The first decision was the target audience. “We could do a magazine for really old folks,” someone said. Eyes lit up at the idea of this rebellious suggestion. Old folks. Pretty soon there were the usual jokes about Zimmer frames and absent-mindedness, and a chorus of wavery voices clamouring: “Where’s me teeth?”

I’d expected them to choose the 18-30 age group, so that they could write about music, fashion and celebrities. No, they were reluctant to drop the joke while they were having fun.

The joke plodded on. “It’s actually a very good idea,” I said finally.

“That’s decided then. Older people.” And I made a little note on my pad with that gesture of finality lecturers use when they have decided to stop pretending they don’t have all the power. At first I was joking, too.

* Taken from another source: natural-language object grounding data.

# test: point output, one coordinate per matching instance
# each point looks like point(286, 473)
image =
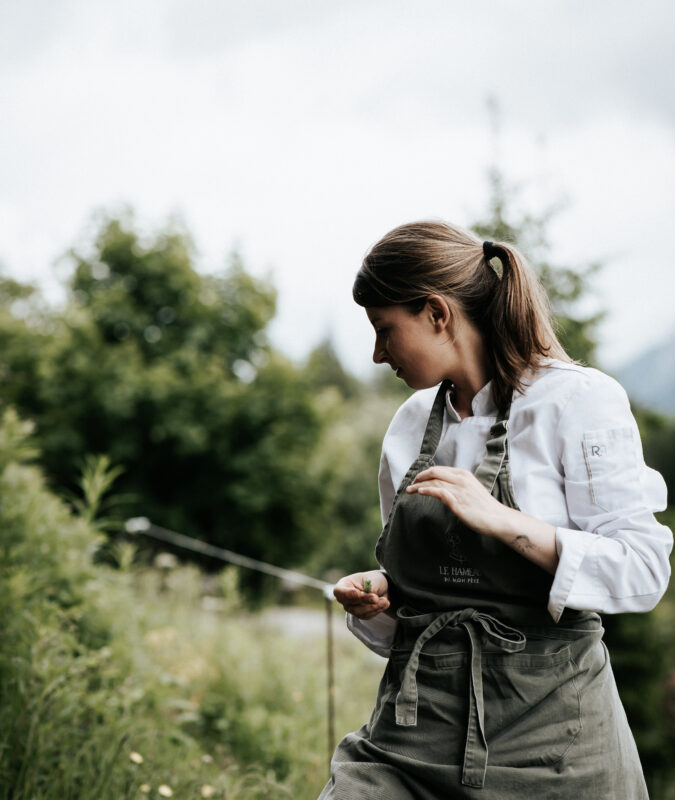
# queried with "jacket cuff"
point(572, 547)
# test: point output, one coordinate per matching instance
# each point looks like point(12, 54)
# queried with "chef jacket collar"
point(482, 405)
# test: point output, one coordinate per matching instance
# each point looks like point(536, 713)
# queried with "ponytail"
point(491, 281)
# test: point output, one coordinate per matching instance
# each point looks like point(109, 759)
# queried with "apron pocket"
point(532, 707)
point(442, 708)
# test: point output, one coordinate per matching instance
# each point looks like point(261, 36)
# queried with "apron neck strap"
point(497, 445)
point(432, 435)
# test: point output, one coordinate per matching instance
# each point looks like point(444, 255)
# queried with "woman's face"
point(411, 344)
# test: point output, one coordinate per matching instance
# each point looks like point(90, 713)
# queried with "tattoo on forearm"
point(522, 543)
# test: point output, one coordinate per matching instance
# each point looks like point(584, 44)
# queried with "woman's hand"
point(465, 496)
point(349, 592)
point(471, 502)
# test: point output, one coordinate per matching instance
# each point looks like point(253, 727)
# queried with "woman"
point(517, 507)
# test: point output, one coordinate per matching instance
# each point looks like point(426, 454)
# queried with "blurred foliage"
point(169, 374)
point(116, 682)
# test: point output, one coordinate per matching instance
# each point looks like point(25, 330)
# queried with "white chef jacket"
point(576, 463)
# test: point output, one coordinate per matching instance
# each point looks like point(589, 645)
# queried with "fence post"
point(330, 662)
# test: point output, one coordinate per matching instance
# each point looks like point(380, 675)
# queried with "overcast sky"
point(300, 131)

But the more they backtracked in panic, the more I held firm to their idea.

“It’s brilliant,” I insisted. “It will stretch you, which is just what the unit demands.”

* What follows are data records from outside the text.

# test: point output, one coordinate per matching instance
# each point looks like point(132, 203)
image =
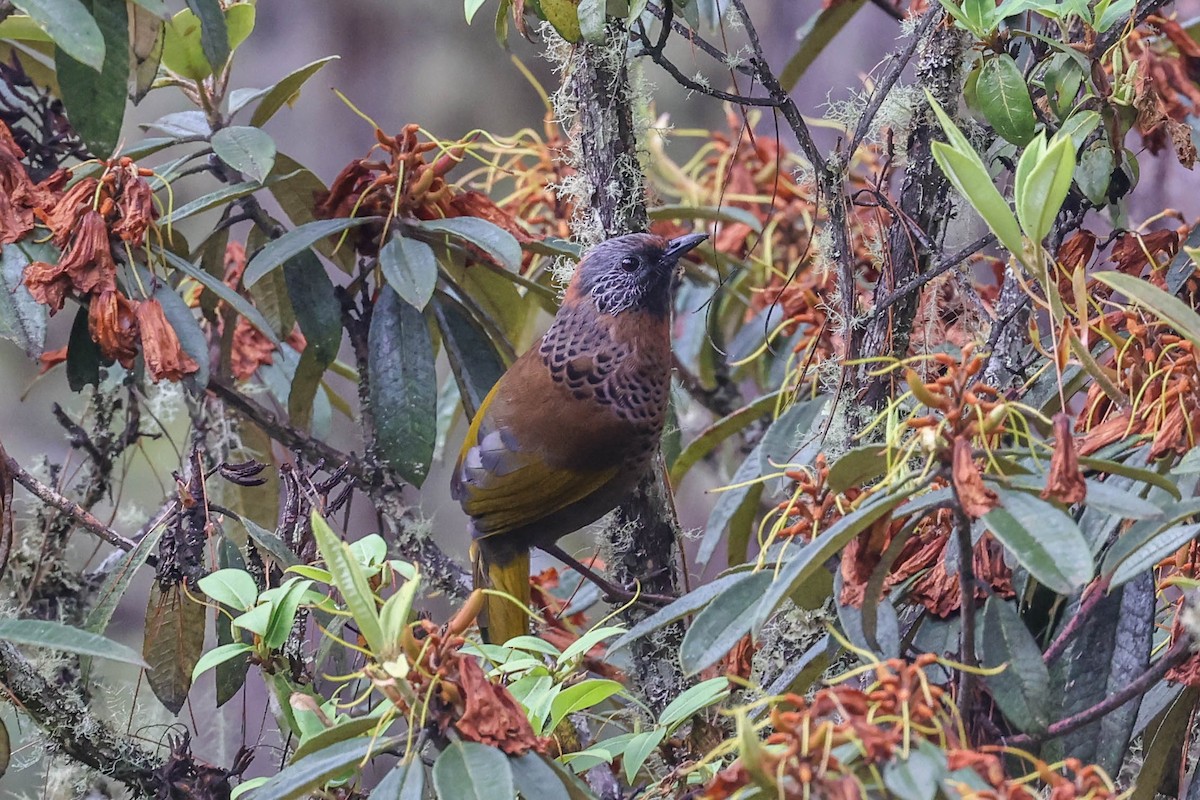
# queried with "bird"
point(570, 428)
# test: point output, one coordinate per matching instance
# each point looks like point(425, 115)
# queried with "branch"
point(70, 507)
point(1177, 654)
point(75, 729)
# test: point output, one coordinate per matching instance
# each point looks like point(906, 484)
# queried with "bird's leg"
point(612, 591)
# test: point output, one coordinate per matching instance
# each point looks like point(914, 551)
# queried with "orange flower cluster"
point(459, 692)
point(83, 222)
point(870, 728)
point(1165, 95)
point(402, 184)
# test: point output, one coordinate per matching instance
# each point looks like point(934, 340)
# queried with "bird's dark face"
point(631, 272)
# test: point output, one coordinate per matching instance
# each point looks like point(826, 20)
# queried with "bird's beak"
point(681, 245)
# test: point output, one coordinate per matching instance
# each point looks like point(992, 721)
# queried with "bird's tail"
point(502, 618)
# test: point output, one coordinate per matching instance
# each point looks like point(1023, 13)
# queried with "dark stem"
point(1176, 655)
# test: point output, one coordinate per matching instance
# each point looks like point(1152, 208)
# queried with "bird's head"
point(631, 272)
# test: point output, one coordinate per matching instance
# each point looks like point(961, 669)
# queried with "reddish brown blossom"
point(1066, 481)
point(163, 354)
point(113, 324)
point(976, 498)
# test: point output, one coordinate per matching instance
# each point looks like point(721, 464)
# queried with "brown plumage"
point(568, 431)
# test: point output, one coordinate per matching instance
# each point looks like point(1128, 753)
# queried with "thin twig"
point(67, 506)
point(1176, 655)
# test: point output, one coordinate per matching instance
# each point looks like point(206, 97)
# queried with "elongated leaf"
point(403, 386)
point(118, 582)
point(723, 624)
point(491, 239)
point(813, 555)
point(1128, 563)
point(969, 175)
point(1044, 540)
point(1042, 188)
point(1005, 98)
point(287, 90)
point(679, 608)
point(295, 241)
point(40, 633)
point(1023, 689)
point(1170, 308)
point(581, 696)
point(95, 101)
point(411, 268)
point(249, 150)
point(174, 642)
point(406, 781)
point(351, 582)
point(22, 318)
point(468, 770)
point(298, 780)
point(474, 360)
point(708, 439)
point(214, 34)
point(219, 287)
point(71, 26)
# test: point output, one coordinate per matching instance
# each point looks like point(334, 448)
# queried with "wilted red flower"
point(160, 344)
point(976, 498)
point(1066, 481)
point(113, 324)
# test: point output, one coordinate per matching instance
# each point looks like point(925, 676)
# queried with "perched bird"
point(570, 428)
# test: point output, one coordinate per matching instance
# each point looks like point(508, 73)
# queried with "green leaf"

“Whose stupid idea was this?” Iain moaned as they began, and they all looked at each other, no longer sure who to blame.

Their idea of old people, it turned out, was anyone over 50. Their research uncovered that older people actually have a life. The magazine even covers music, fashion and celebrities, though perhaps not to their taste. Their evaluation of their project, written this week, is full of enthusiasm. “It started out as a joke, really,” Eddie wrote, “but I think our target audience would really buy this.”

Target audiences were on the minds of my Wednesday group too. Their main project involves a drama production for local schools featuring the social issues young teenagers can face.

Here there are only a couple of years’ difference between the ages of the class and their audience. The issues, the anxieties and the worries are close enough for them to remember and to re-create, yet distant enough for them to handle the material objectively and sensitively. Watching their preview, I was struck by how good it is to see students showcase their skills.

On Wednesdays, I prise essays out of them as we explore and research theatre history and I suspect they equate the experience with root canal work. The rest of the week, as one colleague put it, “that lot is in the gym playing with white boxes”.

When you teach at the theory end of vocational courses, it can be difficult to engage students who want to be “doing”, whether that’s playing with white boxes or putting together a video. But all parts of their course are important, I find myself telling them in a Mary Poppins voice. Being creative and developing your natural talent is fine, but no use without discipline. And frequently I have to stop myself clapping my hands two or three times and saying “Spit Spot”.

It’s good to see them working within the constraints of target audiences, time and money - constraints that offer a vital rehearsal for the real world of work. The play sets out on its school tour this week.

And the magazine is ready. A professional job all round. That’s the trouble with young folk and further education. They come in as kids and we turn them into disciplined adults. I do miss the anarchy and the jokes.

Dr Carol Gow lectures at Dundee College.